No es que el buen ambiente entre los jugadores se quebrara, extraordinario, la verdad, pero cada uno tuvo ya que centrarse en lo suyo, porque Sergio García salía bien y no concretaba y Cabrera-Bello era el más regular, capaz de avanzar por el carril menos lesivo. Siguiéndoles, sus parejas: Kelley Cahill (del vizcaíno), Angela Akins (del castellonense) y Sofia Lundstedt (del canario). Otra instantánea para el recuerdo.

Tenía que reaccionar, o intentarlo Rahm , y alivió su situación en el primer par 5. Y eso que de nuevo la salida concluyó en el rough por la derecha y sólo pudo usar el segundo golpe para garantizar la calle. Pero surgió su primer gran approach y el birdie le hizo cambiar la cara. Aunque ya no le duró demasiado la alegría. Búnquers, más pasadas de green, buenos putts que no lograron hacer diana y la cuenta volvió a crecer. Bogey en el 7 para cerrar los primeros nueve con +4 y un propósito de enmienda que pareció aflorar en el 10 y se resquebrajó con más bogeys al 11, 13 y 15 hasta enfilar los tres hoyos finales con seis sobre el par y la sensación de no haber podido casi nunca ni con el campo ni con las condiciones. Y quedaba el borrón del 18. Pateó con energía y valentía buscando cerrar la jornada con un buen sabor de boca y se pasó metro y medio.

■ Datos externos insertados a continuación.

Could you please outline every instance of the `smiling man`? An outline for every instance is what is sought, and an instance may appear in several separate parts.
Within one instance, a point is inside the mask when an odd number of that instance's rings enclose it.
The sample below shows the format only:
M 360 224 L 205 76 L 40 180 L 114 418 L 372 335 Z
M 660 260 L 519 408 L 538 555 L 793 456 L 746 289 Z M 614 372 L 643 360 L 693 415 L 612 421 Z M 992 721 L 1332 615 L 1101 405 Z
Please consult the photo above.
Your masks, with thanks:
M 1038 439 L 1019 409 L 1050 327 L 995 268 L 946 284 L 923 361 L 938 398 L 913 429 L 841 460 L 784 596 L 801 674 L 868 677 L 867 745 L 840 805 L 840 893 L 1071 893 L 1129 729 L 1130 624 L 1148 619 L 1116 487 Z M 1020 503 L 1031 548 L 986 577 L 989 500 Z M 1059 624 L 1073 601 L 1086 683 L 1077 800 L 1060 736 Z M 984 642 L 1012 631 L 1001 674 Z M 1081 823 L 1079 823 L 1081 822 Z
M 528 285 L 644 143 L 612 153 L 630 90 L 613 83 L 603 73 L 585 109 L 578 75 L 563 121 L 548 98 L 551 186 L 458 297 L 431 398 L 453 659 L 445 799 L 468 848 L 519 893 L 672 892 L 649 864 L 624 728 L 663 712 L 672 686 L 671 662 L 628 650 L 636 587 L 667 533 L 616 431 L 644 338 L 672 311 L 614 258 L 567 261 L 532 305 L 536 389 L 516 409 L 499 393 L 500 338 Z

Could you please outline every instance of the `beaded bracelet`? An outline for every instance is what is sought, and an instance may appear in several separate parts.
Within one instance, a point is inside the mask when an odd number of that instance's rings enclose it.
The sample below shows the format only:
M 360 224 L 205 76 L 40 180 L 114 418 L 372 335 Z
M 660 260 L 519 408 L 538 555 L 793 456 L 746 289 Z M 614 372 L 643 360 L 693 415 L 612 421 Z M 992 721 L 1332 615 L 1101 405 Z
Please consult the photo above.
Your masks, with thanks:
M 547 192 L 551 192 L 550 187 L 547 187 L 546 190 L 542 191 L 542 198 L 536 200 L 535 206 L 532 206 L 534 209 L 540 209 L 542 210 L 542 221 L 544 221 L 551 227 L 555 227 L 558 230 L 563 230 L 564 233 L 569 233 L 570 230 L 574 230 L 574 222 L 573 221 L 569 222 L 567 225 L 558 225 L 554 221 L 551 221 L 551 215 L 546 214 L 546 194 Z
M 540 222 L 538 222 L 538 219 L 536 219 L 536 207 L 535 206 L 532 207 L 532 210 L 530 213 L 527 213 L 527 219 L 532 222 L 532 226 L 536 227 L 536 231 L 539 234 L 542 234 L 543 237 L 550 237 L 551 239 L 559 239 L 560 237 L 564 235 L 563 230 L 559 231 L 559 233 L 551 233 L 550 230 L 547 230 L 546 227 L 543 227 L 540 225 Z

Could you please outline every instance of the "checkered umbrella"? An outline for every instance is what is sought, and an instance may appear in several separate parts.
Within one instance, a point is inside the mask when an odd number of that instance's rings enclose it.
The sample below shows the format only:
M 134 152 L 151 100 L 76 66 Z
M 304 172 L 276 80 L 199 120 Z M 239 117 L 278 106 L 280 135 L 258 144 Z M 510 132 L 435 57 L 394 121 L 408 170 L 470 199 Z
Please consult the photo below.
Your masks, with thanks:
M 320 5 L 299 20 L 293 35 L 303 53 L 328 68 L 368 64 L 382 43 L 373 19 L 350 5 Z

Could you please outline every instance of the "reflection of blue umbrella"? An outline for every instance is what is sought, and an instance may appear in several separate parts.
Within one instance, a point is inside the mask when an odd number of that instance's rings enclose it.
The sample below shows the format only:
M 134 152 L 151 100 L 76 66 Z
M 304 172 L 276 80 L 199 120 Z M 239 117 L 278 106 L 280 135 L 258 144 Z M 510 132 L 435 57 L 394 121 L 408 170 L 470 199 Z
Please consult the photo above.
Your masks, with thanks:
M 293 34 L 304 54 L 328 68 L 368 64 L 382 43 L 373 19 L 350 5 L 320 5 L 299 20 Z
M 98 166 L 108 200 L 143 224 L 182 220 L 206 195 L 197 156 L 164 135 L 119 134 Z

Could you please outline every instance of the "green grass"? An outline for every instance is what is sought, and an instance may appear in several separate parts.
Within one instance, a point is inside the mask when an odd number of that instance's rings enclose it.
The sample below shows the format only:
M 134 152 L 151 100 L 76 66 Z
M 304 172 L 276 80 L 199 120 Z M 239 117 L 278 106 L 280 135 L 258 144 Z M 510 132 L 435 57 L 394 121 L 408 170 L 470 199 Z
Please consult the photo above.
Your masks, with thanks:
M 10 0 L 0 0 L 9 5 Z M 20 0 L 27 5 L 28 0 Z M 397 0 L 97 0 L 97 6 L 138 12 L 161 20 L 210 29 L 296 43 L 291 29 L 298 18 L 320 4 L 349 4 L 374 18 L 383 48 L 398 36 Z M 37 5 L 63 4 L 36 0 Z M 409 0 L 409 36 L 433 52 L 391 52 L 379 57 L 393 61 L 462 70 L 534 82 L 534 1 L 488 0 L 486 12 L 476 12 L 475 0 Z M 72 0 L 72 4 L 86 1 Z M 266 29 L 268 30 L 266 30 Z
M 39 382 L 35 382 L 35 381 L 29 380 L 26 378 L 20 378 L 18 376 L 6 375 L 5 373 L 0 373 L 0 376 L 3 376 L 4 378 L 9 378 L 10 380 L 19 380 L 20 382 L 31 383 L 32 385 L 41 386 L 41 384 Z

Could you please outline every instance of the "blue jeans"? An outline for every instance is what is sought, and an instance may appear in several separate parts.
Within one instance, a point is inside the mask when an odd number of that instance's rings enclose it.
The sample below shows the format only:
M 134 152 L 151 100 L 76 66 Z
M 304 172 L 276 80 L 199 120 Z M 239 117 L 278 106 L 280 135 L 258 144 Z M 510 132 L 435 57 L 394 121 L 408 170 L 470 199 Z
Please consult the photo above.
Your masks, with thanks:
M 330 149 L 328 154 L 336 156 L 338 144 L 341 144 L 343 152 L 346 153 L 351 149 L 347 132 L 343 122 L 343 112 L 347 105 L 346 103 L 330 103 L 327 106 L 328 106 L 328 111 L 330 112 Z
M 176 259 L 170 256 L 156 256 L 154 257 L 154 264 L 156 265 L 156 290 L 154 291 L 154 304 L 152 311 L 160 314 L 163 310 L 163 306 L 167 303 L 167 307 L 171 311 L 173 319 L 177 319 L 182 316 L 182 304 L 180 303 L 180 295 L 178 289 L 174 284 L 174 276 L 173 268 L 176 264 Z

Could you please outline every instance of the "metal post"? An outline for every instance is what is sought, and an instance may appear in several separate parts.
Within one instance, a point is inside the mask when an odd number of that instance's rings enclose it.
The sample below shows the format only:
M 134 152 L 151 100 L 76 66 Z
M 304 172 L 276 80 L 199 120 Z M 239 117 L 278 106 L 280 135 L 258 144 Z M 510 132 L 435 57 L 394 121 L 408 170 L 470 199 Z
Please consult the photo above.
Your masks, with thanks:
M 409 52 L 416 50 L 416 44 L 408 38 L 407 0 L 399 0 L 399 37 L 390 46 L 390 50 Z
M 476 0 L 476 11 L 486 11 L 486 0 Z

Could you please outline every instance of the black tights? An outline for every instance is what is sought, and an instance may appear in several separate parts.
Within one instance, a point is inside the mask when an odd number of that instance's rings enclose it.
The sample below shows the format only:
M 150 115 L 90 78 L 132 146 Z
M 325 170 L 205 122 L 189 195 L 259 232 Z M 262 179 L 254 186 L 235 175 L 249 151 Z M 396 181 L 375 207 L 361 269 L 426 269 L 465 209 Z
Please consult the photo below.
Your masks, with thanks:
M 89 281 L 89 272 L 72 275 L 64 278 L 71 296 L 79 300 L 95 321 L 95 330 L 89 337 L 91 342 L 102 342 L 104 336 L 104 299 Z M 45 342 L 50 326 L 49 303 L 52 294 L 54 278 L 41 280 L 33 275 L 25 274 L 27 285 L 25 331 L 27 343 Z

No embocó para par y cuando tocó una bola que ya estaba dada no quiso entrar y le hizo una corbata completa, un 360 digno del mejor surfer para un +8 que escuece lo suyo.

Clasificación provisional

1. S. Piercy (EEUU)
-1
.- I. Poulter (ING)
-1
.- R. Henley (EEUU)
-1
.- D.Johnson (EEUU)
-1
5. J. Dufner (EEUU)
PAR
6. M. Pavon (FRA)
+1
.- J. Rose (ING )
+1
.- C. Howell (EEUU)
+1
20. R. Cabrera-Bello (ESP)
+3
101. J. Rahm (ESP)
+8

En Erin Hills ntregó una primera tarjeta de 76, aquella 'sólo' cuatro golpes por encima del par. La de Shinnecock Hills creció hasta 78 y le deja en una situación compleja, teniendo que arrancar hoy a las 7.29 de la mañana con mucho lastre en la mochila, más que Sergio García (+5) y Rafa Cabrera-Bello (+3). La misión inequívoca, superar el corte que quedó pendiente entre el +5 y +6. A favor, la hora, unas condiciones tras el rocío nocturno que al menos no solidificarán más el terreno y la posibilidad de jugar más horas que el resto con un viento menos corrosivo, si bien el parte es más benévolo para hoy, aunque aparece un 20 por ciento de posibilidades de tener que coger el chubasquero.

La imagen del día para Jon se concentró en el 18. Primero con la palma de la mano hacia abajo pidiendo a la bola que parara, que no adquiriera vida propia cuando trató de gastar un comodín en busca del birdie. Después, la mano tapando su boca en señal de incredulidad al ver cómo daba la vuelta al ruedo en señal de victoriosa faena... del campo. Pero puede pasar de todo. En cabeza, un cuarteto, Piercy, Poulter, Henley y Dustin Johnson con -1. ¡Vaya día!